Thursday, June 15, 2023

The Respiratory Lotus

Motifs and Metaphors of the Puranas: the Respiratory Lotus. The authors of the Puranas translocated the entire world into the respiratory system of man. The bronchial tree was compared to a lotus.

The bronchial tree is represented through a variety of depictions. One of the most famous among these, ever-present in painting and sculpture, is the lotus. According to the Bhagavata, the earth is like a lotus and its islands (dvipas) are regarded as its different compartments (kosas). Jambudvipa is said to be the innermost compartment of this earth-lotus.

The different portions of the bronchial tree are compared to  the different parts of a lotus.



A lotus has an innermost compartment consisting of the pericarp (karnika) and the filaments and in the bronchial lotus this central part corresponds to the primary bronchus and the bronchi “surrounding” it. This portion probably extends to the zone of the segmental bronchi. After this come the layers of petals. Each level of branching of the airways following the central portion would indicate a kosa and the individual bronchi within a level would stand for the petals.



Now as the bronchi are also imagined as mountains in the metaphorical world of the Puranas, the primary bronchus, the pericarp of this earth-lotus, is also a (great) mountain. It is Mt. Meru, the most exalted among mountains. The abode of Brahma, the primary neural controller of the respiratory tree, is on the top of this mountain. But as the bronchial tree is also a lotus, the connoisseurs of Puranic art would at the same time find Brahma seated on the pericarp of a lotus, due to this simultaneity of metaphor.

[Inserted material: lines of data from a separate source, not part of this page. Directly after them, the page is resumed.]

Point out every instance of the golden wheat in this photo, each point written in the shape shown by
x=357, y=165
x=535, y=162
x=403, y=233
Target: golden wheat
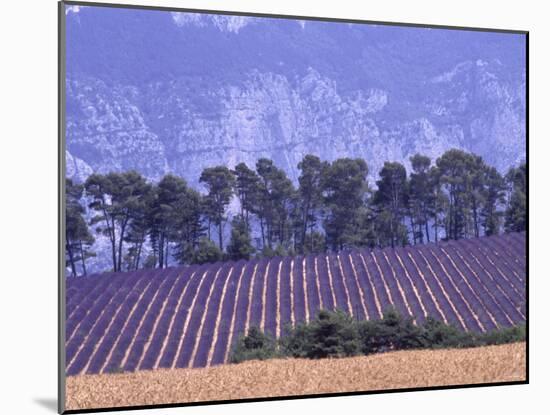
x=284, y=377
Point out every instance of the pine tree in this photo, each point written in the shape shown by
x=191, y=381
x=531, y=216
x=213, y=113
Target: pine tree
x=220, y=183
x=391, y=200
x=344, y=192
x=78, y=238
x=240, y=245
x=117, y=198
x=516, y=212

In Puranic paintings Brahma is seen seated atop the pericarp of a lotus. This lotus is the bronchial tree and its pericarp is the primary bronchus.


One other observation is that, although Jambudvipa is said to be the innermost compartment, the four zones (
varsas) of Bharata, Uttara Kuru, Bhadrasva and Ketumala included in this dvipa do not really fall into this compartment.
These four are said to be (Vayu Purana) the four petals of the earth-lotus, lying outside the mountains of boundary. But as we have seen, the innermost kosa would not contain any petal.Therefore we may have a slightly expanded definition of Jambudvipa in which it consists of two compartments, the innermost (petal-less) one and the layer of (four) petals immediately surrounding it.